How do electronically enhanced textures/grains of the constructed environment
accommodate the variable hybridity of vital presences and spaces which provoke
self-generating urban processes, new socio-political freedoms and dynamic
routeings enhanced by these shadow networks? Can they create their own nets via
liquid/streaming media with associative electronic projections within the
public domain?
Or is this another socially engineered context of surveillance and control, facilitated
by digitally administered and determined access/collective design - who, and
for what reasons?

Points of contact / Triggers
The designs of public space belie implicit cultural ambitions, policies, and
manipulations. Is the goal inclusive and democratic structures, where the
design of choices creates an impression of freedom? How do new cultural
geographies invested with trust (+ hope) converse with the transformative
strategies of feminisms operating today? How will this be articulated in relation
to women's security?
The artists in this exhibition represent differing strains and practices
vis-r-vis technological utopias and fantasies. Each has a particular engagement
and dialogue with the public sphere, be it within performative, social,
geo-political dynamics, or otherwise. The importance lies in the investment in
action as a means to critique, expose and counter insidious systems that
underlie our ever-increasingly flattened realities, themselves made complex by
gendered, economic, and racialised problematics.

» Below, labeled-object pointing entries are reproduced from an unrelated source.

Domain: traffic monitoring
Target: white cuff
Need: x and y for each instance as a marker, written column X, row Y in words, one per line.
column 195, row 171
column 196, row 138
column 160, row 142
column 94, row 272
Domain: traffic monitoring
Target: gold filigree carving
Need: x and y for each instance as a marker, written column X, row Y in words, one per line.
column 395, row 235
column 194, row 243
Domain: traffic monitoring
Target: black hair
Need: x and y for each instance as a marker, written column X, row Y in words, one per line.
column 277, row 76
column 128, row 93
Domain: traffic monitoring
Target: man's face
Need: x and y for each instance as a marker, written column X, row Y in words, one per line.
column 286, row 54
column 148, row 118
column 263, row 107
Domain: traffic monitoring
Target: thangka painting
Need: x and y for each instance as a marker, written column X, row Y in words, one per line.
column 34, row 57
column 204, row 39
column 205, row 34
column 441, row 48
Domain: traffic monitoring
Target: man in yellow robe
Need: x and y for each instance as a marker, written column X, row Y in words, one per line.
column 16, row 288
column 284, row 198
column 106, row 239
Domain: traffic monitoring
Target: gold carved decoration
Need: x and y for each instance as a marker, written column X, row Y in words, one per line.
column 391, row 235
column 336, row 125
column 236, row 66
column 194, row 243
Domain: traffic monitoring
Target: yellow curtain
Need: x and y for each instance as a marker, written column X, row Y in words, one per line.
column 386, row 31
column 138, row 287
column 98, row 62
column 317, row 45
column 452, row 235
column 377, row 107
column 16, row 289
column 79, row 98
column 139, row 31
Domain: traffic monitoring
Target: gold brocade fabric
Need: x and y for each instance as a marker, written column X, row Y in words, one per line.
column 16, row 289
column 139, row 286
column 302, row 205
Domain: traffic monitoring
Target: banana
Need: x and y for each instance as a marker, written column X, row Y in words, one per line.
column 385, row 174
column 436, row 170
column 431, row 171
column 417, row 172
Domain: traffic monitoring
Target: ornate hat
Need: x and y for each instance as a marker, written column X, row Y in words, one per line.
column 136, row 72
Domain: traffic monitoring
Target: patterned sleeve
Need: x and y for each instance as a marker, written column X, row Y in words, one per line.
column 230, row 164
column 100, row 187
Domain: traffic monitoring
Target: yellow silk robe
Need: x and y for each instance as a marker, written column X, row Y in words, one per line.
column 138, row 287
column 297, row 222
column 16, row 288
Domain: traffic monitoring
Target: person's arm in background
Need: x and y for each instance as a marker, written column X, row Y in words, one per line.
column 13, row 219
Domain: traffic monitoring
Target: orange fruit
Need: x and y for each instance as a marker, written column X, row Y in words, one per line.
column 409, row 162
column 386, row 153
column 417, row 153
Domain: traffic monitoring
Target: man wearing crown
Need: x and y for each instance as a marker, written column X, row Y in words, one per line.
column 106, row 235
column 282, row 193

Commenting on the consumptive aspects of planetary organ trade, Shilpa Gupta
strips away the glossy veneer of scientific progress, where 'foreign aid' and
the global flow of capital are witness to an eerie inversion of haves and
have-nots. Tamara Vukov delves into the 'art of war', where a mastery of
representation and dissimulation has become the defining feature of strategic
military manoeuvres and the high stakes of information wars. Highly advanced
electro-geometric materials, which enable decryption (seeing) and
insubstantiality, vaporise the frontiers between fiction and reality, literally
modifying landscapes in their wake. Mara Verna equally underscores the sticky
issues of borders, orchestrating on a human scale incessant negotiations of
physical and psychological alterities which may trigger emotive precarities
based in territorial ethnicities, histories, and diasporic public spheres.